Farah Pahlavi estime que « l'avenir de l'Iran ne doit pas être décidé à l'extérieur de ses frontières » et que le soutien de la communauté internationale doit « aller au peuple, pas à des calculs géopolitiques », dans un entretien en français mardi à l'AFP. L'ex-impératrice vit en exil à Paris depuis janvier 1979, date de la révolution qui avait porté au pouvoir l'ayatollah Khomeini.
Un appel à la souveraineté du peuple iranien
« Les puissances étrangères ont leurs intérêts, le peuple iranien a son destin », déclare Farah Pahlavi. Elle demande que la communauté internationale soutienne « clairement les droits fondamentaux des Iraniens : le droit de choisir leurs dirigeants, de s'exprimer librement, de vivre dans la dignité et la prospérité ».
« Accompagnez une transition pacifique, encouragez le respect des droits humains », lance-t-elle. « Un Iran libre, stable et en paix serait un partenaire pour le monde et non une source de tension. »
La mort de Khamenei, un moment historique mais pas une fin de régime
Trois jours après le début de l'offensive, Farah Pahlavi juge que la mort de Khamenei constitue « indéniablement un moment d'une gravité et d'une portée historiques ». Elle nuance toutefois : « La disparition d'un homme, aussi central soit-il dans l'architecture du pouvoir, ne signifie pas automatiquement la fin d'un système. »
« Les structures du régime demeurent », poursuit-elle. « Le basculement ne pourra venir que du peuple iranien, qui souhaite très majoritairement en finir avec le régime des mollahs. » Elle estime que « ce qui sera décisif, c'est la capacité du peuple iranien à s'unir autour d'une transition pacifique, ordonnée et souveraine vers un État de droit », que son fils Reza Pahlavi « est en train de préparer ».
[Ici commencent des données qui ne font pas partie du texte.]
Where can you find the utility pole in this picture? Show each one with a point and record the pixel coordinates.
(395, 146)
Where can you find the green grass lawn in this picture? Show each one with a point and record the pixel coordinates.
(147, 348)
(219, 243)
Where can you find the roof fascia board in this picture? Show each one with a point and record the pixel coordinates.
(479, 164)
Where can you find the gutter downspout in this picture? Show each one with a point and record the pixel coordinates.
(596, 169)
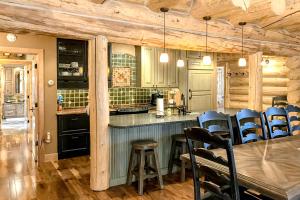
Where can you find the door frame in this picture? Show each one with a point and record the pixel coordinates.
(39, 53)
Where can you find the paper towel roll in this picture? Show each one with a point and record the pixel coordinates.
(159, 107)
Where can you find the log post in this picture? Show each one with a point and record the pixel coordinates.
(293, 63)
(99, 113)
(255, 82)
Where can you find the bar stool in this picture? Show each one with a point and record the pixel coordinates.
(142, 151)
(178, 142)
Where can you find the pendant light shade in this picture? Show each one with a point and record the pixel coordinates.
(242, 60)
(164, 57)
(180, 63)
(206, 59)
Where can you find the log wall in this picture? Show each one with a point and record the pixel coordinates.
(275, 79)
(293, 88)
(236, 85)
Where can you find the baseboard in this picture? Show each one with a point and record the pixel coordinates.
(51, 157)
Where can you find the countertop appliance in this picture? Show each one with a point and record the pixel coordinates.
(154, 96)
(130, 110)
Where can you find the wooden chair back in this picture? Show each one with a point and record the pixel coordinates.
(246, 120)
(217, 184)
(277, 122)
(216, 123)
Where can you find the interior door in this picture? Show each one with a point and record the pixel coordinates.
(200, 84)
(32, 109)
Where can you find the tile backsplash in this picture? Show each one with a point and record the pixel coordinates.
(73, 98)
(125, 60)
(133, 95)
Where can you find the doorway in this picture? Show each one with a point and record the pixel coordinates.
(20, 95)
(220, 86)
(13, 92)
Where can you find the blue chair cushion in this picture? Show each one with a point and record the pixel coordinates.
(277, 123)
(279, 133)
(249, 125)
(250, 137)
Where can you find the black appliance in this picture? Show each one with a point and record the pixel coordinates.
(73, 135)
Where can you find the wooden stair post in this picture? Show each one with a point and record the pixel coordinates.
(293, 63)
(99, 114)
(255, 82)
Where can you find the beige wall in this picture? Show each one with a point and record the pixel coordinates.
(123, 48)
(48, 44)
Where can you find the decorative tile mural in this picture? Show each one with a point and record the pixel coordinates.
(76, 98)
(121, 77)
(125, 60)
(133, 95)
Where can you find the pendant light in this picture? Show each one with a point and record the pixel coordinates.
(180, 63)
(242, 60)
(164, 57)
(206, 58)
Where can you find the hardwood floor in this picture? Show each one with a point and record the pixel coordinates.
(67, 179)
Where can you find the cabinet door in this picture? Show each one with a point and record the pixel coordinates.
(200, 90)
(172, 80)
(20, 110)
(161, 72)
(8, 88)
(148, 67)
(8, 75)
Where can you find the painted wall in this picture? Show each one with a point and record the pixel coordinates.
(49, 45)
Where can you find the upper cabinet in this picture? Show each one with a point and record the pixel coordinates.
(157, 74)
(72, 63)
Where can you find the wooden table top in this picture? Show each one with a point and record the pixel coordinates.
(270, 167)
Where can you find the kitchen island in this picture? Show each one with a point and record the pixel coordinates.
(125, 129)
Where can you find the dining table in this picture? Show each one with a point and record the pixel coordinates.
(269, 167)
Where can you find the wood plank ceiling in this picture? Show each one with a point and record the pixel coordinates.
(139, 22)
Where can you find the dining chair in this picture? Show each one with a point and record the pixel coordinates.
(277, 122)
(216, 123)
(279, 101)
(293, 113)
(216, 185)
(249, 129)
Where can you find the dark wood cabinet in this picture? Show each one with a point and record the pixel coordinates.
(72, 63)
(73, 135)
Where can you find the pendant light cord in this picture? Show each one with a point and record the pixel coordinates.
(242, 41)
(164, 32)
(206, 37)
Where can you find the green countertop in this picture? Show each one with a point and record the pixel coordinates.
(126, 121)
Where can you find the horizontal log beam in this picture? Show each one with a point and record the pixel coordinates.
(121, 22)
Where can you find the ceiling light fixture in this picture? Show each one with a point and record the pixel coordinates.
(11, 37)
(278, 6)
(164, 57)
(243, 4)
(242, 60)
(180, 62)
(206, 58)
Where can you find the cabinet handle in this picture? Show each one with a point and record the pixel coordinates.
(191, 96)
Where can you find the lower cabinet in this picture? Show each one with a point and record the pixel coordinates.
(73, 140)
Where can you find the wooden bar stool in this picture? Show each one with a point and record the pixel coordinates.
(143, 151)
(178, 142)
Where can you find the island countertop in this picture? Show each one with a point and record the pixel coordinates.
(125, 121)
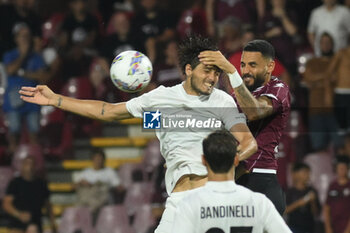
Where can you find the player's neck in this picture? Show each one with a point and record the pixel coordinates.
(221, 176)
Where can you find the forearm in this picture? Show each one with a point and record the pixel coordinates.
(94, 109)
(247, 149)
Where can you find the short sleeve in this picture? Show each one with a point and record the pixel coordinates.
(230, 114)
(138, 105)
(279, 95)
(184, 219)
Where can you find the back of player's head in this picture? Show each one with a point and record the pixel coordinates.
(342, 159)
(220, 149)
(300, 166)
(190, 48)
(98, 152)
(262, 46)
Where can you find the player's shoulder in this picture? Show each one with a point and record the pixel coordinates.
(220, 94)
(277, 84)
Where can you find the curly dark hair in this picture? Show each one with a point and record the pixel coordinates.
(190, 48)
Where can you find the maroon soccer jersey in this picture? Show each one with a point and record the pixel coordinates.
(268, 131)
(338, 199)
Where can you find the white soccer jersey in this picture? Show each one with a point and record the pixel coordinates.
(225, 207)
(182, 148)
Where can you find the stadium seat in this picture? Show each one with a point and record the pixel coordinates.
(137, 195)
(6, 174)
(143, 219)
(113, 219)
(321, 172)
(76, 218)
(25, 150)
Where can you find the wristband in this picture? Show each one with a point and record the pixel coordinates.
(235, 79)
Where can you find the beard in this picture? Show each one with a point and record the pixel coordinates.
(259, 79)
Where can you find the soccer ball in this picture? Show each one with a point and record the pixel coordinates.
(131, 71)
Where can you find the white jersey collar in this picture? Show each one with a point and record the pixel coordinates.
(221, 186)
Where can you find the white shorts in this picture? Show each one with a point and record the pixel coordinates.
(166, 223)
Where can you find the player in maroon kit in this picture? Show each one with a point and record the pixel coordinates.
(265, 100)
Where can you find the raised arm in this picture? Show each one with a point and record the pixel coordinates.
(94, 109)
(247, 144)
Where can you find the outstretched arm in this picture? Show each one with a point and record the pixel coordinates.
(253, 108)
(94, 109)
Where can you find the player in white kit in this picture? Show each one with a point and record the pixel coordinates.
(181, 147)
(222, 206)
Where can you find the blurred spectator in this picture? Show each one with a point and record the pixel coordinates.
(230, 36)
(347, 4)
(24, 68)
(247, 35)
(336, 210)
(340, 83)
(93, 185)
(322, 123)
(345, 149)
(119, 39)
(79, 28)
(331, 18)
(108, 7)
(18, 12)
(167, 72)
(285, 158)
(219, 10)
(278, 27)
(77, 39)
(302, 201)
(25, 197)
(150, 26)
(193, 21)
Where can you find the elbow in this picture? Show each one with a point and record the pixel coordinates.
(253, 116)
(254, 146)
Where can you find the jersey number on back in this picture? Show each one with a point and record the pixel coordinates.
(232, 230)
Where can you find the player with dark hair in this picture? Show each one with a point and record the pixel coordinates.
(221, 205)
(265, 100)
(336, 209)
(181, 148)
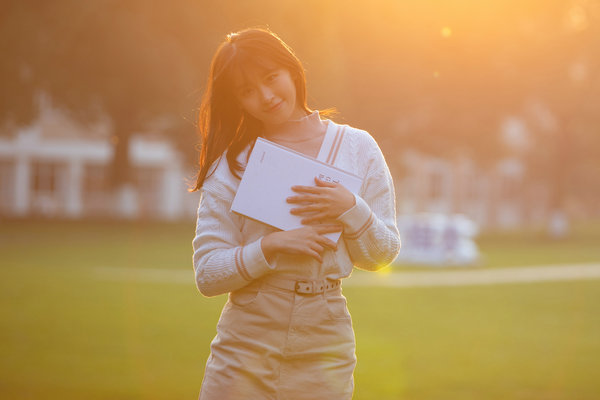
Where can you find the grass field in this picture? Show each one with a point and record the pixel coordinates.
(66, 333)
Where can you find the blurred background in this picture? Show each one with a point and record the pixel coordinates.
(489, 110)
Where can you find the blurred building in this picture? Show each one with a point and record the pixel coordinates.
(499, 197)
(58, 168)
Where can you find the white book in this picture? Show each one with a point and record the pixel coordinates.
(269, 175)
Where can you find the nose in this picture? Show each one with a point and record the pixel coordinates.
(266, 94)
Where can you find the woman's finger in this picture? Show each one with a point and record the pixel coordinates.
(327, 228)
(306, 209)
(328, 243)
(307, 198)
(307, 189)
(323, 183)
(311, 219)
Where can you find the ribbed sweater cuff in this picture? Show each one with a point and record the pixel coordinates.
(254, 261)
(357, 219)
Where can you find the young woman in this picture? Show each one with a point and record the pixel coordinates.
(285, 331)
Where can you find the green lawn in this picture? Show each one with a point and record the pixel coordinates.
(68, 333)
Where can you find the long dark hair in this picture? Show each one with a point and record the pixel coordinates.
(223, 125)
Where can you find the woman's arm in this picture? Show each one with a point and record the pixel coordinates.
(369, 222)
(222, 261)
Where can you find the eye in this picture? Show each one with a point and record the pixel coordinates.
(272, 77)
(247, 91)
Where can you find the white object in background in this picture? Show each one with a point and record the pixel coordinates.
(437, 239)
(269, 175)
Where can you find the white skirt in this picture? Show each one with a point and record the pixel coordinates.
(274, 343)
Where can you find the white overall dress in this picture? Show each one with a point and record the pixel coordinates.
(283, 337)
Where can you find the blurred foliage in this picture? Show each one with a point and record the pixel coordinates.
(436, 75)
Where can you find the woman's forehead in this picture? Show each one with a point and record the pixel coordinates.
(245, 73)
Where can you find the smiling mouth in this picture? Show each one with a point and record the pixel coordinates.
(275, 107)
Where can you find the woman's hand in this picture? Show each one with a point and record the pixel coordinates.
(308, 240)
(326, 201)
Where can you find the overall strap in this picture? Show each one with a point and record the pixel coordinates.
(331, 143)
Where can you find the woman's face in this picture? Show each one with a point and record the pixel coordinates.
(269, 95)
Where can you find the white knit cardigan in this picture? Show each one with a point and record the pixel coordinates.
(227, 249)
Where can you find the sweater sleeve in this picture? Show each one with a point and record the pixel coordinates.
(222, 261)
(370, 232)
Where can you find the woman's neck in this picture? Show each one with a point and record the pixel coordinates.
(297, 130)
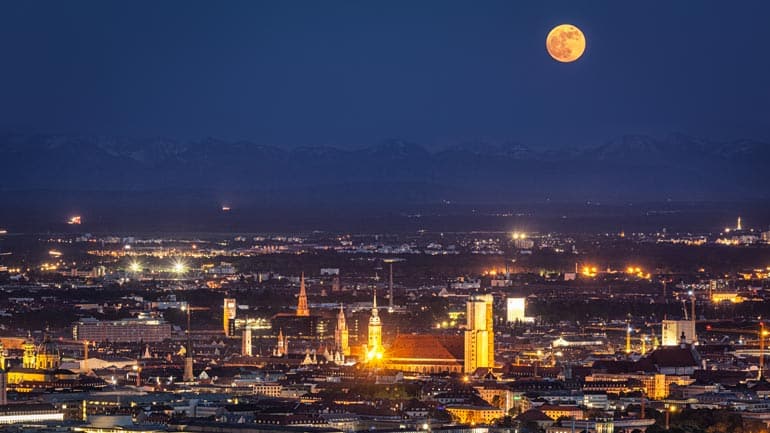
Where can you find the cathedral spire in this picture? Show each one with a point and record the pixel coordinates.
(302, 309)
(375, 313)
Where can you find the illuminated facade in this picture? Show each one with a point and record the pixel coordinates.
(674, 329)
(246, 342)
(3, 379)
(302, 308)
(228, 313)
(341, 334)
(479, 334)
(516, 309)
(29, 413)
(426, 354)
(474, 414)
(374, 340)
(40, 369)
(122, 330)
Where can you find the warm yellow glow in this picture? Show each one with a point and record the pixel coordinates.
(565, 43)
(179, 267)
(375, 354)
(589, 271)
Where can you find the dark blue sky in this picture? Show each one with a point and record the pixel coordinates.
(354, 73)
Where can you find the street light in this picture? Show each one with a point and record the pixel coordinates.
(669, 410)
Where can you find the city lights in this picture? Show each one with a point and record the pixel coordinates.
(179, 266)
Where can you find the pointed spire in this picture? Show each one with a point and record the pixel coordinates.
(302, 308)
(374, 304)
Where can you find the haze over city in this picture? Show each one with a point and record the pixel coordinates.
(389, 217)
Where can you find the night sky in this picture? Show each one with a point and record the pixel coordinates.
(353, 73)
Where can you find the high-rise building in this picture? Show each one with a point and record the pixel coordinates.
(374, 341)
(187, 375)
(246, 341)
(3, 378)
(479, 334)
(302, 308)
(516, 309)
(228, 313)
(341, 334)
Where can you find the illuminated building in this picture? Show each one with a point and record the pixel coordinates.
(41, 370)
(122, 331)
(516, 309)
(479, 334)
(474, 414)
(29, 413)
(374, 341)
(302, 308)
(246, 342)
(558, 411)
(341, 334)
(228, 314)
(726, 297)
(3, 379)
(282, 346)
(426, 354)
(673, 330)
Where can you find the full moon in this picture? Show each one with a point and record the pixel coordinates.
(565, 43)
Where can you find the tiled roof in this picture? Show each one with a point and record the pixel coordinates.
(426, 346)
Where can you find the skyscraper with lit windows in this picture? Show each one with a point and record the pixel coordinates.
(479, 334)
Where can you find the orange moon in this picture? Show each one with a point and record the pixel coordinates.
(565, 43)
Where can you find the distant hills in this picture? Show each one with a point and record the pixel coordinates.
(629, 168)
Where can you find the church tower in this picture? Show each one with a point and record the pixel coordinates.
(282, 346)
(374, 346)
(479, 333)
(28, 359)
(341, 334)
(302, 309)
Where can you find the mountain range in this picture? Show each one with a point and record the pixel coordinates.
(628, 168)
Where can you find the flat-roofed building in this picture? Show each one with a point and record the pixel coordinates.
(122, 331)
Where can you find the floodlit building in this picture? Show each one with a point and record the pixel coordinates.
(122, 331)
(302, 308)
(673, 330)
(246, 342)
(516, 309)
(479, 333)
(374, 340)
(341, 334)
(228, 314)
(426, 354)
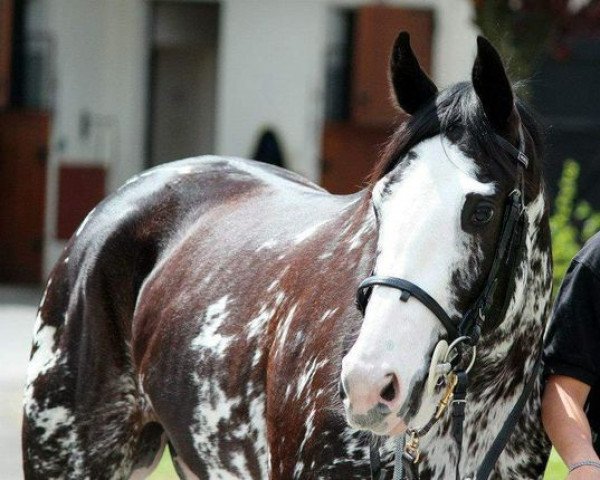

Un appel à la retenue et le souvenir de la répression
L'ex-chahbanou appelle les gouvernants iraniens « à faire preuve de retenue et à éviter toute effusion de sang ». « Le monde observe. La violence ne ferait qu'aggraver les fractures », déclare-t-elle.
En janvier, elle avait estimé qu'il n'y avait « plus de retour en arrière » possible et s'était dit convaincue que les Iraniens sortiraient « vainqueurs de cette confrontation inégale ». La répression de janvier a fait des milliers de morts selon des ONG. L'ONG Iran Human Rights (IHR) a déclaré : « D'après les témoignages, c'est une tuerie de masse, à une échelle sans précédent. »
Cet entretien intervient alors que
Cet entretien intervient alors que la guerre au Moyen-Orient entre dans son cinquième jour, avec de nouvelles frappes israéliennes et américaines sur le territoire iranien et une situation humanitaire qui se détériore à Téhéran.